A chunk of the foam, which is reinforced by carbon nanotubes, can support more than 3,000 times its own weight and easily bounce back to its original height.
The Rice University lab of chemist James Tour tested this new “rebar graphene” as a highly porous, conductive electrode in lithium ion capacitors and found it to be mechanically and chemically stable. The results appear in the journal ACS Applied Materials and Interfaces.
Carbon in the form of atom-thin graphene is among the strongest materials known and is highly conductive; multiwalled carbon nanotubes are widely used as conductive reinforcements in metals, polymers and carbon matrix composites. The Tour lab had already used nanotubes to reinforce two-dimensional sheets of graphene. Extending the concept to macroscale materials made sense, says Tour, a professor of computer science and of materials science and nanoengineering.
“We developed graphene foam, but it wasn’t tough enough for the kind of applications we had in mind, so using carbon nanotubes to reinforce it was a natural next step,” Tour adds.
The 3D structures were created from a powdered nickel catalyst, surfactant-wrapped multiwall nanotubes and sugar as a carbon source. The materials were mixed and the water evaporated; the resulting pellets were pressed into a steel die and then heated in a chemical vapor deposition furnace, which turned the available carbon into graphene.
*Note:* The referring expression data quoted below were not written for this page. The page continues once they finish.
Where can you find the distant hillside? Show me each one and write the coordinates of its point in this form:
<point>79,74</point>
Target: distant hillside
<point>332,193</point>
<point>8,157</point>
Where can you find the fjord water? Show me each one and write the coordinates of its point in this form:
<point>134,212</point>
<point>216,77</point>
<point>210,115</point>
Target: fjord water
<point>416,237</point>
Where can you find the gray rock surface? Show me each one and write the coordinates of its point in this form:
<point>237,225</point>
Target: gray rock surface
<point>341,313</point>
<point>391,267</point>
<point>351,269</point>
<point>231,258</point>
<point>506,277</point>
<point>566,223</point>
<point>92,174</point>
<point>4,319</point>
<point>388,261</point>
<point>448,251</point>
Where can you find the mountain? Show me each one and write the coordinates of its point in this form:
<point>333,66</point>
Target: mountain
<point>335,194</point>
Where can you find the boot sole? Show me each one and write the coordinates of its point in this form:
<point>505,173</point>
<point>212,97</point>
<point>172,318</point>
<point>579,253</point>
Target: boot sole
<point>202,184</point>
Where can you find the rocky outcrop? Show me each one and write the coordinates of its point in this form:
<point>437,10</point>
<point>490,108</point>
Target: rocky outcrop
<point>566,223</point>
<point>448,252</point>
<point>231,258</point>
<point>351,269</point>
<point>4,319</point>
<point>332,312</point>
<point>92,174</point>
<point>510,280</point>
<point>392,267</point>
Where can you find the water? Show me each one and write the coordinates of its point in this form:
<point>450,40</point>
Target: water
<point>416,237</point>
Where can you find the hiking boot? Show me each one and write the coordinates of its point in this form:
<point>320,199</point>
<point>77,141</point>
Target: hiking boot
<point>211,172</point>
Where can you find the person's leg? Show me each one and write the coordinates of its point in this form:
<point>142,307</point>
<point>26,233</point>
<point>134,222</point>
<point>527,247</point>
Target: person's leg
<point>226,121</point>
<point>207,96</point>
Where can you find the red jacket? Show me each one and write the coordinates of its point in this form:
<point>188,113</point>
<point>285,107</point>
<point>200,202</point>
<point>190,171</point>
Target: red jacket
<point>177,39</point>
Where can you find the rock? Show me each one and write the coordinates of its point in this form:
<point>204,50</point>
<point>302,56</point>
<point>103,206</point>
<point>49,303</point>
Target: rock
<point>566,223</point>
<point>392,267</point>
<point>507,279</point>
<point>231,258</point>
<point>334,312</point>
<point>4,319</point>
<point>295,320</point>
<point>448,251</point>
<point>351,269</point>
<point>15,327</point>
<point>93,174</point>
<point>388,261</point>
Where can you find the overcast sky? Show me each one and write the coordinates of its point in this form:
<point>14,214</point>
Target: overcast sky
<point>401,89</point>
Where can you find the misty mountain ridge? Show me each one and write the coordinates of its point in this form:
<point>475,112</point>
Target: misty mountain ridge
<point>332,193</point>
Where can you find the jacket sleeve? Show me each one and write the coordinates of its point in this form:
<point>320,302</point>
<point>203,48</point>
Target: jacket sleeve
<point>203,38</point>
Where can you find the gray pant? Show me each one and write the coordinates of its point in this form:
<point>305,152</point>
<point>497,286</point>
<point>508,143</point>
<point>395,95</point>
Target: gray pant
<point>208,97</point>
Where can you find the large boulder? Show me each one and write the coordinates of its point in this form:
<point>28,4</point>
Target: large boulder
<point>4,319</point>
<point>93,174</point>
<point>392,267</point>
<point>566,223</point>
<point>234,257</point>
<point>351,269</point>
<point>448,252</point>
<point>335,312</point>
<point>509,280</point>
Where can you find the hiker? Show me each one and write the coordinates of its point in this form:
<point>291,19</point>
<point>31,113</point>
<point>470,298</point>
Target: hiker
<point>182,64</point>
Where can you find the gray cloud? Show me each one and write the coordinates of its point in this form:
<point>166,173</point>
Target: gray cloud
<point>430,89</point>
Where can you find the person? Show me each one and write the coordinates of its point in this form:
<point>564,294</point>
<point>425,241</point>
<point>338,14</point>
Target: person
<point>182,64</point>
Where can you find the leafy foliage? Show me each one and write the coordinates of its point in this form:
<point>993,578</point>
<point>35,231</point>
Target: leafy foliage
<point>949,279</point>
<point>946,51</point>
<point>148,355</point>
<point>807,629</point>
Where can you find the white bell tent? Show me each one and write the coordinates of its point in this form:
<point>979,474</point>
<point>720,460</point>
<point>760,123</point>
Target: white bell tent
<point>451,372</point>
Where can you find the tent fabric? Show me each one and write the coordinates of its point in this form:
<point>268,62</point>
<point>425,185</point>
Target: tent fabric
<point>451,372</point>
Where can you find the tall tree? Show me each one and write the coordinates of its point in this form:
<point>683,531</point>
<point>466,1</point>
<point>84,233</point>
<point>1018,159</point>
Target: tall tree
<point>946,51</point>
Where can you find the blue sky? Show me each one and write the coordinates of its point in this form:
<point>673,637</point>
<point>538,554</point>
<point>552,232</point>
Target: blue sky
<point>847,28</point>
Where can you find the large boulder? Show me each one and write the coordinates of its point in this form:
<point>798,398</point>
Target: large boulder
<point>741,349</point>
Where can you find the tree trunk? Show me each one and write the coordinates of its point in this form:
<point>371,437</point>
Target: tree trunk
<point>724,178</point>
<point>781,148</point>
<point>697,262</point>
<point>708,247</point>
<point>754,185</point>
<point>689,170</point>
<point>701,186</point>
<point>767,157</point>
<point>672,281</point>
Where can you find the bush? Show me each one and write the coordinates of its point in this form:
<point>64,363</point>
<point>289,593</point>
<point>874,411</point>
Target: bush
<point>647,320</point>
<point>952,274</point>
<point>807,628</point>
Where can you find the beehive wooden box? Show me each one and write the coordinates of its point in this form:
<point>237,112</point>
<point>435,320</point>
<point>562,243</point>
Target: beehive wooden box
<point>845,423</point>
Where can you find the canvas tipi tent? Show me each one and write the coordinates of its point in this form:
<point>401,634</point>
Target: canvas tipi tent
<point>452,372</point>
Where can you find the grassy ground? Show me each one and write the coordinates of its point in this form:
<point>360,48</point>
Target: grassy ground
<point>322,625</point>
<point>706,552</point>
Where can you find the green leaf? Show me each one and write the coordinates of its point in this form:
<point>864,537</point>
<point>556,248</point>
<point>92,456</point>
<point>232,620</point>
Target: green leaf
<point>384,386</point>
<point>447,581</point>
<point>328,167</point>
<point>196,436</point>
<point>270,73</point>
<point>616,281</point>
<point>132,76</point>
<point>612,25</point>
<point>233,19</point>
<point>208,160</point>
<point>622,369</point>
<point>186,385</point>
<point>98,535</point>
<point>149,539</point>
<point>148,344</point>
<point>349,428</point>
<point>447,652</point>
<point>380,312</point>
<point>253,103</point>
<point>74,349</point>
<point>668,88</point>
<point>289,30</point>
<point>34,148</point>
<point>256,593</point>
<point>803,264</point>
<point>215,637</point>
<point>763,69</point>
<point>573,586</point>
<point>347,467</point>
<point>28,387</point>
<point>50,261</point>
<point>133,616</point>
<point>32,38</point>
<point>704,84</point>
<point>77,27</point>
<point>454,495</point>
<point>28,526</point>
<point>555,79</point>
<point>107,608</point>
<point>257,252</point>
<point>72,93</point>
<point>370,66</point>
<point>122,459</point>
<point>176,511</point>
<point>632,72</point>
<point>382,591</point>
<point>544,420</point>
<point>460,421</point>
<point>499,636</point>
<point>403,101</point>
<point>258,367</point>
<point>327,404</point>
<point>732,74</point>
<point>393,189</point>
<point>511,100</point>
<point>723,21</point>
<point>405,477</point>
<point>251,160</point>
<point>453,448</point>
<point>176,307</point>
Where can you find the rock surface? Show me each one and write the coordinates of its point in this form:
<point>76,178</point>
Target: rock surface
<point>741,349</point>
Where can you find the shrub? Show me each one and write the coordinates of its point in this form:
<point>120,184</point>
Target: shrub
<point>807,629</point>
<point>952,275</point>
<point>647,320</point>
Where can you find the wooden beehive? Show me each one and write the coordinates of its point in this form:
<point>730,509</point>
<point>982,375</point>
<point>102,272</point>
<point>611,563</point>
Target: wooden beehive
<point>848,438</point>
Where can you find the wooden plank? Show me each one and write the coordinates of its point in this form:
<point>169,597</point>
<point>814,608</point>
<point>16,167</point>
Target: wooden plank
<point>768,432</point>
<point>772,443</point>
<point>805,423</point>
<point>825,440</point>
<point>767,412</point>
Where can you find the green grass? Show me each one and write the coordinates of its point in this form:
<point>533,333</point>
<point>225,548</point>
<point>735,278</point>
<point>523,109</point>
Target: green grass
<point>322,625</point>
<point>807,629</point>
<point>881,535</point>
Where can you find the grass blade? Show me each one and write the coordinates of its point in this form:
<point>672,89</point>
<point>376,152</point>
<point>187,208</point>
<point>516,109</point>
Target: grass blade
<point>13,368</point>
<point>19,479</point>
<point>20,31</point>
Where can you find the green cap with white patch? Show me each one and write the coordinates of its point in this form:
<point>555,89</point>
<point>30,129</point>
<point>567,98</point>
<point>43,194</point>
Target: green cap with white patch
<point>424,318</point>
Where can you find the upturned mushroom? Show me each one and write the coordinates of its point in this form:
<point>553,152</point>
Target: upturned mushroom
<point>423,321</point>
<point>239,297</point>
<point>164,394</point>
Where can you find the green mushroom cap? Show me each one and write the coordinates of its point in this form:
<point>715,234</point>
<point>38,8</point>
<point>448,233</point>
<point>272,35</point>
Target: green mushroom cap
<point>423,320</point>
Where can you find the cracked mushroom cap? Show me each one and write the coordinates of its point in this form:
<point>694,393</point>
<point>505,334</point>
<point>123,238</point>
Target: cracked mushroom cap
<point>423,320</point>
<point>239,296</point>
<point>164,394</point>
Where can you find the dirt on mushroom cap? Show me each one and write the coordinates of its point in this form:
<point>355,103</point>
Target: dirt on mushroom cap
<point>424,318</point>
After further processing to remove remnants of nickel, the result was an all-carbon foam in the shape of the die, in this case a screw. Tour says the method will be easy to scale up.
Electron microscope images of the foam showed partially unzipped outer layers of the nanotubes had bonded to the graphene, which accounted for its strength and resilience. Graphene foam produced without the rebar could support only about 150 times its own weight while retaining the ability to rapidly return to its full height. But rebar graphene irreversibly deformed by about 25 percent when loaded with more than 8,500 times its weight.
Other researchers from Rice and Tianjin University in China contributed to the work. The Air Force Office of Scientific Research and its Multidisciplinary University Research Initiative supported it.